Wilson was last seen alive at about 6 o'clock when he left his boarding house to return to his store. The men who killed him were evidently familiar with his habits and apparently forced an entrance to the store while he was out and waited for his return. Wilson was supposed to keep a large sum of money in the store. There were no clues as to the identity of the perpetrators.
Enter William Harris. On the night of October 4, 1897 Harris turned himself in to Philadelphia police, claiming he was one of three men who had murdered Wilson. Harris said he accompanied two men to Wilson’s store with the object of robbing him then beat him to death. Another account indicated Harris claimed they had beaten Wilson to death with a hatchet and that Wilson’s missing watch could be found in a potato patch in New Jersey two miles south of a town named Gloucester.
Detectives couldn’t find the watch and believed that other parts of Harris’ confession could not be corroborated. Philadelphia’s District Attorney and Director of Public Safety considered Harris not to be of sound mind and not guilty.
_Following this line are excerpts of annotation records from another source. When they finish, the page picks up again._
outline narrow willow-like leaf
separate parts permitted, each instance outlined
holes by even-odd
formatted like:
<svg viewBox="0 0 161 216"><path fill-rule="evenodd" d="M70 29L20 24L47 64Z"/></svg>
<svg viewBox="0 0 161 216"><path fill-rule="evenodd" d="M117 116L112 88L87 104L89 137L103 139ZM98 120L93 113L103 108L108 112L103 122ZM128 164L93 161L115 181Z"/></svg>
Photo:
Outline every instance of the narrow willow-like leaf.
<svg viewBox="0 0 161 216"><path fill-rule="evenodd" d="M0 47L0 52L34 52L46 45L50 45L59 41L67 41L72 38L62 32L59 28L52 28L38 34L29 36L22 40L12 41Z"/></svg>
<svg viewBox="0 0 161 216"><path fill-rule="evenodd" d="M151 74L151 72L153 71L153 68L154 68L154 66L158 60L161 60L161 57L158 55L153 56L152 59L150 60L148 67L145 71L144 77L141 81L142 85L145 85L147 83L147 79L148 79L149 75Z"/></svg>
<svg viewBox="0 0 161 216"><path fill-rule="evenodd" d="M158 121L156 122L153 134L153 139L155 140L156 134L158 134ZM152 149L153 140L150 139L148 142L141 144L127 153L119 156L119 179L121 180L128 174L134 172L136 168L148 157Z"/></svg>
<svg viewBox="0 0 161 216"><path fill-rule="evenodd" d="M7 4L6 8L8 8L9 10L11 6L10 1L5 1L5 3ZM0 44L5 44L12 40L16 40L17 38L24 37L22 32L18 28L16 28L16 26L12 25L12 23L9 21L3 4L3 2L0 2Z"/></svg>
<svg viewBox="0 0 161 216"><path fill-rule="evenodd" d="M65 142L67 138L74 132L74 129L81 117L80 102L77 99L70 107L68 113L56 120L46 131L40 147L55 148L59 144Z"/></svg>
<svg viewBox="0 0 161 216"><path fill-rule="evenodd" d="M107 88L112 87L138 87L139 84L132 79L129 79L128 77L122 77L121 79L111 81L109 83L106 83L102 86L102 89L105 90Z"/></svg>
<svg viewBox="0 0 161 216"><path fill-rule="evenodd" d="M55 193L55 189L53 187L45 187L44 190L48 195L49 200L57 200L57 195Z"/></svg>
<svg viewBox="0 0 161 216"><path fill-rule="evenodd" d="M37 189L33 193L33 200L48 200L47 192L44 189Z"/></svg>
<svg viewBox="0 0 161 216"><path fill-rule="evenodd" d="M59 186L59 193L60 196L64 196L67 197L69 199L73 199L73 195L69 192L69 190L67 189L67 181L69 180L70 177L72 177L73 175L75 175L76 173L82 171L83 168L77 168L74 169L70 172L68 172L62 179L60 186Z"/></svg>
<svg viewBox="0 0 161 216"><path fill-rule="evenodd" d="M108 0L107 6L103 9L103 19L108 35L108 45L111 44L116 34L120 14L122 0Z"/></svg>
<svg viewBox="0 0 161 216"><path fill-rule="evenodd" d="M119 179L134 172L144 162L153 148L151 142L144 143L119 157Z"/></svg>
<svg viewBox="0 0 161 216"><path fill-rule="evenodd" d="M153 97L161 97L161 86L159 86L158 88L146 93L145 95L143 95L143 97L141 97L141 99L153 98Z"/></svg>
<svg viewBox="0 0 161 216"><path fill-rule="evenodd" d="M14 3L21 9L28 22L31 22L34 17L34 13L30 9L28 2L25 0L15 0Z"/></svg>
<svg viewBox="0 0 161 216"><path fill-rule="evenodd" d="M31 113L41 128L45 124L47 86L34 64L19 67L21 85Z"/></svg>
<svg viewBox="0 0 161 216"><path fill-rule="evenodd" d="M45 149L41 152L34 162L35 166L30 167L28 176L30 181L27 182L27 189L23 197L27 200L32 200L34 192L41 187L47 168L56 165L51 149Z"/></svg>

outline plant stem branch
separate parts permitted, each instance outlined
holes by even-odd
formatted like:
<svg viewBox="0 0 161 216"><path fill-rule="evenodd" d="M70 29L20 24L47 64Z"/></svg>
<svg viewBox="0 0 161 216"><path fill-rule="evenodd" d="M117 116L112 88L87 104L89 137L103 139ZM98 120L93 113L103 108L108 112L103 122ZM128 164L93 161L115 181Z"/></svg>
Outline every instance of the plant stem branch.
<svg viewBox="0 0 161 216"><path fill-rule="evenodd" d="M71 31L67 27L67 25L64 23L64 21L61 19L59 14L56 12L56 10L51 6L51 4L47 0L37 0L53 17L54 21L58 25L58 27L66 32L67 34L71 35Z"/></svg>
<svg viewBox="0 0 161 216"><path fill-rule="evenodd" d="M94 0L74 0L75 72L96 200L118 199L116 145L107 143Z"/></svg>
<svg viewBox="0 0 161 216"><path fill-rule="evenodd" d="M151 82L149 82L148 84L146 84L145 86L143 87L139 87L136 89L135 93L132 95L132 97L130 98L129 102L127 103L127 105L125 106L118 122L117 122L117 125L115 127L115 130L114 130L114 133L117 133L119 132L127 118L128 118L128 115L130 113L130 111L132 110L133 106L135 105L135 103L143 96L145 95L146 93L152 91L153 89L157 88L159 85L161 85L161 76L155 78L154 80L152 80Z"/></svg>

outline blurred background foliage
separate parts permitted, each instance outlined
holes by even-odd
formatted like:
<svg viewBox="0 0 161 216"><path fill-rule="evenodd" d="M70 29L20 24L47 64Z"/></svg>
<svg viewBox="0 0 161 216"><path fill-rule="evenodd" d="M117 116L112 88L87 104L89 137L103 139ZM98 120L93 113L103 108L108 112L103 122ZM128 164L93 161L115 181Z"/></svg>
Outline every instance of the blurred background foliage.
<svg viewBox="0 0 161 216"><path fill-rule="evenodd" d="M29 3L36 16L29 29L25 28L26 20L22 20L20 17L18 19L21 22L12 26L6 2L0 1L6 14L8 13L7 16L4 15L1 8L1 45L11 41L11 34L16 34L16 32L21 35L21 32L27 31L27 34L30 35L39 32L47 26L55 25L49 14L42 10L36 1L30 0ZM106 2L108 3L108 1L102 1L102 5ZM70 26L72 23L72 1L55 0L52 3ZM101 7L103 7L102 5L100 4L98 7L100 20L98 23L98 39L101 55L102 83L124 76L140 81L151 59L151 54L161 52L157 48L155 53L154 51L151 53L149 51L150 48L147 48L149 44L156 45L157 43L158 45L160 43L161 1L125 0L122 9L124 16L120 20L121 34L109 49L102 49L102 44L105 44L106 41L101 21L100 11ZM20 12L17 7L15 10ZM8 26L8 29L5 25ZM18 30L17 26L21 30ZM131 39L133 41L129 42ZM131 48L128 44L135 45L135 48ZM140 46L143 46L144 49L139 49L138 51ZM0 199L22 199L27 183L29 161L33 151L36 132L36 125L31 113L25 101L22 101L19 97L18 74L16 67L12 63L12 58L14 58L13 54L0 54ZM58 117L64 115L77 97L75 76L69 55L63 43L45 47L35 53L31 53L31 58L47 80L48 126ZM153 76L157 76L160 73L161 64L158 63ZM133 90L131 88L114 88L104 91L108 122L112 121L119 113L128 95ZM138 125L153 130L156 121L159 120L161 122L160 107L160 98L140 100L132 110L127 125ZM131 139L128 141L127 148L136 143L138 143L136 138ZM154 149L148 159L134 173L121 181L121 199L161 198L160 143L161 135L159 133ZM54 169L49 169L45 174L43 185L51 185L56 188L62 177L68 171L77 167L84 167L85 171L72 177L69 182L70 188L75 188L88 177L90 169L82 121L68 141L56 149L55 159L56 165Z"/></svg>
They had also discovered that Harris' real name was John Tittemary and that was that.
Then in February, 1898 a fellow known as “Big Bill” Mason, who was reputed to be a well-known crook, somehow became a person of interest. One anonymous source claimed that Mason had Wilson’s watch in his possession.
“Big Bill” was William Mason, described as one of the most desperate criminals in the country. He was arrested in July 1898, along with three others: George“Red” Spencer, Thomas Reilly and Jim Coffey. Big Bill had been arrested in New York City on Monday night, July 11, 1898 and was extradited to Pennsylvania on a murder charge within four days of his arrest. Police had the serial number on Wilson's watch, but Big Bill wasn't carrying it.
On September 7, 1898 on an unrelated charge of carrying burglar tools, Red Spencer was sentenced to nine months in the penitentiary and Thomas Reilly was given a year.
After that the trail goes cold and nobody knows whatever happened to Big Bill Mason because he and the Wilson murder case just vanished from newspaper accounts! Even such a prominent researcher as John Hilbert couldn't dig up any further information.